Affiliates
| Works by
James W. Loewen (Writer)
[1942 - ] |
The Mississippi Chinese: Between Black and White, Social Science in the Courtroom,
and The Truth About Columbus (1971)
This scholarly, carefully researched book studies one of the most overlooked
minority groups in America--the Chinese of the Mississippi Delta. During
Reconstruction, white plantation owners imported Chinese sharecroppers in
the hope of replacing their black laborers. In the beginning they were
classed with blacks. But the Chinese soon moved into the towns and became,
almost without exception, owners of small groceries. Loewen details their
astounding transition from "black" to essentially white status with an
insight seldom found in studies of race relationships in the Deep South.

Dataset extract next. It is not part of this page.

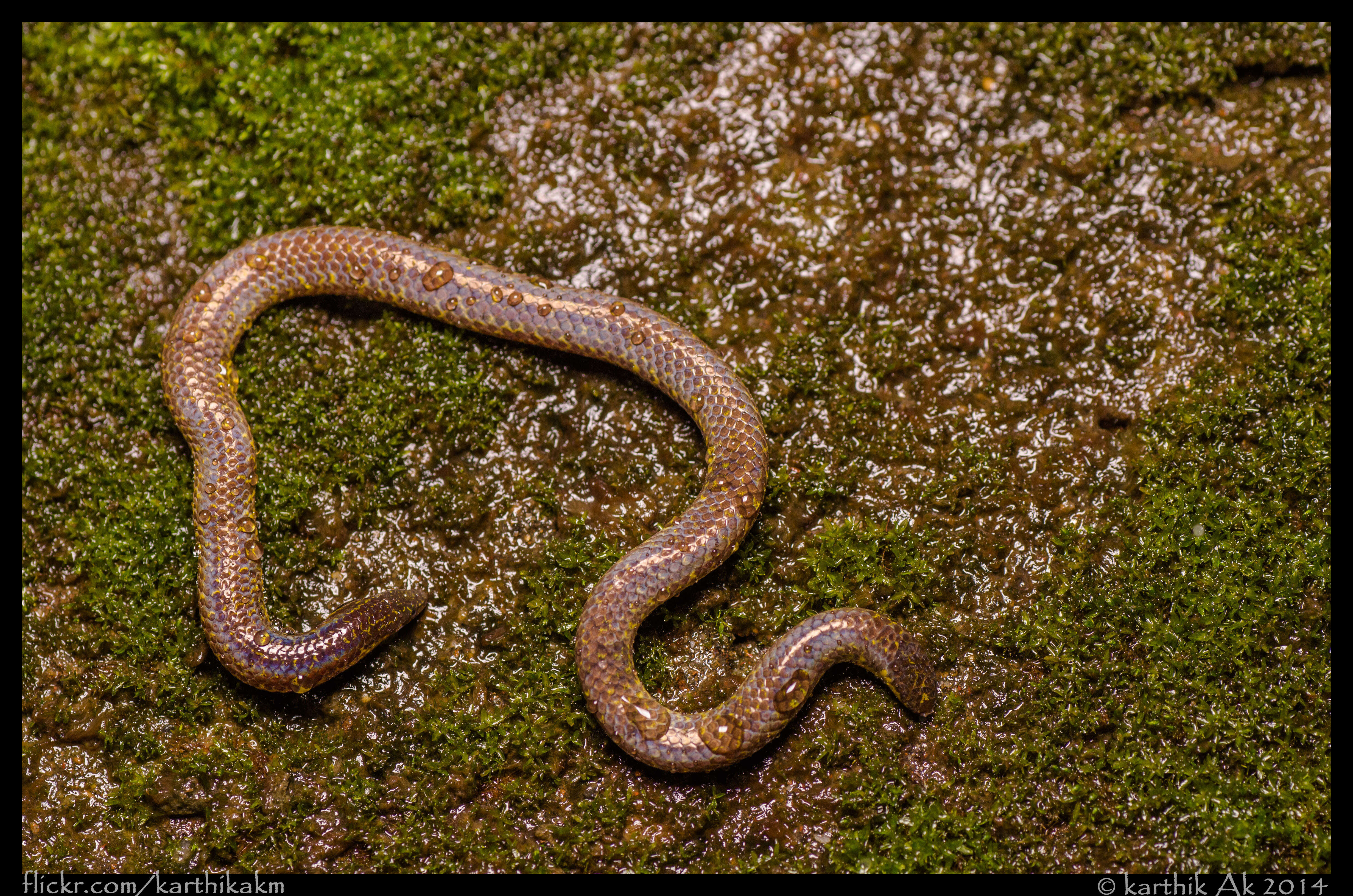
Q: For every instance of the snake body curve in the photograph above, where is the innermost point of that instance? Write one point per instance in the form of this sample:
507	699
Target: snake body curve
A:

Mississippi: Conflict and Change (1974) with Charles Sallis --
Winner Lillian Smith Award for Best Southern Nonfiction and is the first
revisionist state history textbook in the U.S.
A textbook which traces the history of Mississippi from prehistoric times
until today, covering all areas of social life and concentrating on recent
developments, especially the civil rights struggle and the search for social
justice. Mississippi: Conflict and Change is the first
revisionist state history textbook in the U.S.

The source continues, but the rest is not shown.